The mean difference was deemed significant at the 0.05 level (*: P<0.05)

At the end of the study, a comparison of the mean inflammatory factors shows that for groups 4 and 5, no statistical significant difference was observed when compared to group 1 (sham), which received only the usual diet (P>0.05). However, in groups 2 (control) and 3, all inflammatory factors increased significantly as compared to group 1 (P<0.001 and P<0.05, respectively) (Table 2).

Table 2

Inflammatory factors	Exp. Group 1 (Sham)	Exp. Group 2 (Control)	Exp. Group 3 (MCHAE 55 mg/kg)	Exp. Group 4 (MCHAE 110 mg/kg)	Exp. Group 5 (Lovastatin 10 mg/kg)	P-value *: P<0.05
Fibrinogen	2.27 ± 0.07(mg/mL)	3.70 ± 0.08***	2.68 ± 0.09*	2.33 ± 0.07	2.41 ± 0.10	vs. Exp. Group 1 (Sham)
TNF-α	10.97 ± 0.21(pg/mL)	17.81 ± 0.30***	13.06 ± 0.14*	11.32 ± 0.25	11.19 ± 0.15	vs. Exp. Group 1 (Sham)
CRP	1.92 ± 0.07(ng/mL)	3.18 ± 0.19***	2.32 ± 0.07*	2.01 ± 0.10	1.98 ± 0.12	vs. Exp. Group 1 (Sham)
IL6	2.95 ± 0.04(ng/L)	3.78 ± 0.09***	3.38 ± 0.14*	3.10 ± 0.06	3.06 ± 0.09	vs. Exp. Group 1 (Sham)

The level of SOD of RBCs in groups 2 (control) and 4 showed a significant increase when compared to that of group 1 (sham) (P<0.001 and P<0.05, respectively). However, in groups 3 and 5, a significant increase in RBC SOD rate was observed in comparison with the sham group, despite receiving a cholesterol-rich diet (Figure 3).

Furthermore, plasma MDA levels of groups 2 (control) and 4 had a significant increase in comparison with group 1 (sham) (P<0.01 and P<0.05, respectively). However, no significant change was observed in groups 3 and 5 as compared to the sham group (Figure 4).

As mentioned earlier, hyperlipidemia is known as a major risk factor for cardiovascular diseases, especially atherosclerosis 10. Therefore, controlling and correcting changes in lipid profiles can play a significant important role in reducing cardiovascular diseases. For this purpose, in a part of this study, the effects of M. chamomile hydroalcoholic extract on the level of inflammatory indicators and lipid profiles were studied.

In this study, administration of MCHAE caused a significant decrease in serum levels of triglyceride, cholesterol and LDL-c, and caused a significant increase in serum HDL-c levels in treated rats as compared to the control group. Interestingly, 110 mg/kg of chamomile extract resulted in a more significant increase in HDL-c levels than lovastatin, with a dose of 10 mg/kg as compared to the control group.

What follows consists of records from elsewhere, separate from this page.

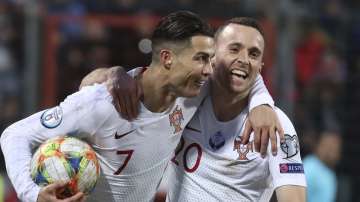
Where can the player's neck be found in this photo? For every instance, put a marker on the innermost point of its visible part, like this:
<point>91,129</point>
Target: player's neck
<point>156,96</point>
<point>226,105</point>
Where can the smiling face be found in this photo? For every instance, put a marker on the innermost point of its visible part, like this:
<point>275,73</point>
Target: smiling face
<point>238,58</point>
<point>191,66</point>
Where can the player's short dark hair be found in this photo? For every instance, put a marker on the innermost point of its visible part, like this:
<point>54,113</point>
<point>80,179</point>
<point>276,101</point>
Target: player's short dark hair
<point>179,27</point>
<point>246,21</point>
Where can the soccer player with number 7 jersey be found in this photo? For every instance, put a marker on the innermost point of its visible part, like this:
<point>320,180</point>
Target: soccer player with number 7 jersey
<point>133,154</point>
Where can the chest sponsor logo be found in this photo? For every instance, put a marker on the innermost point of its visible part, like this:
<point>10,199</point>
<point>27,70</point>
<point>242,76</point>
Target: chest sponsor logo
<point>192,129</point>
<point>291,168</point>
<point>51,118</point>
<point>291,146</point>
<point>117,136</point>
<point>217,141</point>
<point>176,118</point>
<point>242,149</point>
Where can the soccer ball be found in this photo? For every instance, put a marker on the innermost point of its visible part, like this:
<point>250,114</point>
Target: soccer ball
<point>65,158</point>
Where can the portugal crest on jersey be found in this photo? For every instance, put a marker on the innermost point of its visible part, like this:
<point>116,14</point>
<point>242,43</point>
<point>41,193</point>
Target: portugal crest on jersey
<point>242,149</point>
<point>176,118</point>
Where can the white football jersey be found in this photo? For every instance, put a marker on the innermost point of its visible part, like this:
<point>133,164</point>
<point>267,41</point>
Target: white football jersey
<point>132,155</point>
<point>210,164</point>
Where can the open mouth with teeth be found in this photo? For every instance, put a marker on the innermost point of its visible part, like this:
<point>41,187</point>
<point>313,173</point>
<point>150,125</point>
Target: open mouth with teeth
<point>200,82</point>
<point>239,73</point>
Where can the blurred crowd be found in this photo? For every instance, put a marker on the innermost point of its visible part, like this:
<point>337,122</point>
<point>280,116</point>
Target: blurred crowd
<point>326,61</point>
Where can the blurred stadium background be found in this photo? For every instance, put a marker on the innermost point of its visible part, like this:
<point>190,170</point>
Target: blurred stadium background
<point>312,60</point>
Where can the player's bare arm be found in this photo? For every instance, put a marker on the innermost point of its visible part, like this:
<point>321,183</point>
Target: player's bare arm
<point>291,193</point>
<point>99,75</point>
<point>265,123</point>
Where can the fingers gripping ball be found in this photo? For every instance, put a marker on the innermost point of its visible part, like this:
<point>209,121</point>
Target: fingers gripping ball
<point>67,159</point>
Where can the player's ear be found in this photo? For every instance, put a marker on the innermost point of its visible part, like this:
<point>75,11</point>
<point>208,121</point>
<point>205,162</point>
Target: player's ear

The positive effects of MCHAE on lipid profile in this study are consistent with previous studies. For example, in a study conducted by Khan et al. on rats that received high cholesterol diet, it was found that phenolic compounds inhibited the activity of HM-COA reductase and reduced the storage of liver cholesterol 30.

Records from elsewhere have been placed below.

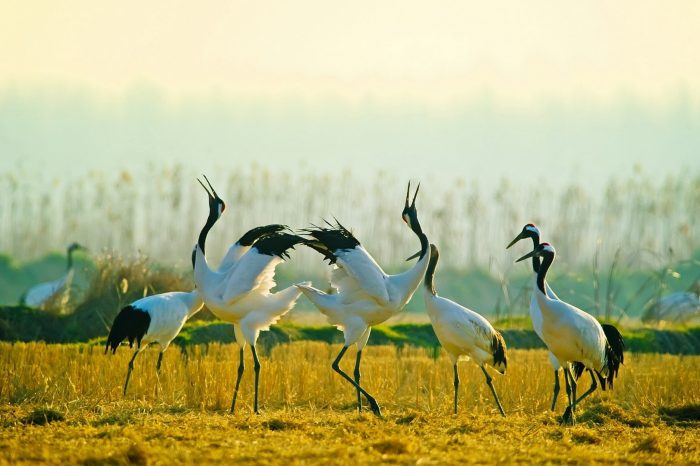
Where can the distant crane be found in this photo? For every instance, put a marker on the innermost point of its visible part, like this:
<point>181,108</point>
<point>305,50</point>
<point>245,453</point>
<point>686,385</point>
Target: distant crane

One of the most important disruptive effects of free radicals is the beginning of lipid peroxidation, which leads to destruction of the cell membrane 31. Lipid peroxidation results in changes in the membrane organization and changes in the activity of its dependent enzymes and other proteins. These events are potentially toxic to the cell, together with the release of hydroperoxyl radicals and alkoperoxyls 32. Re-establishing the equilibrium between pro-oxidants and antioxidants allows the cell to regain its physiological activity 33. Free radicals and ROS cause damage to cells and tissues, and promote the development of various diseases, such as cardiovascular diseases, atherosclerosis, cancer, rheumatoid arthritis, and even early aging. Given the fact that these compounds are continuously produced in living cells, there is a need for protective mechanisms against them 34. In hyperlipidemic patients, the levels of lipid peroxidation and LDL oxidation increased, and as a result, the need for antioxidants increased 35.

Antioxidants are effective in the improvement of cardiac lesions, infarction and cardiac arrhythmias by reducing the effect of free radicals and coronary artery thrombosis 36. Natural antioxidants with plant origin, especially oral herbs, in addition to having fewer side effects than chemical antioxidants, can help in protecting the body against free radicals.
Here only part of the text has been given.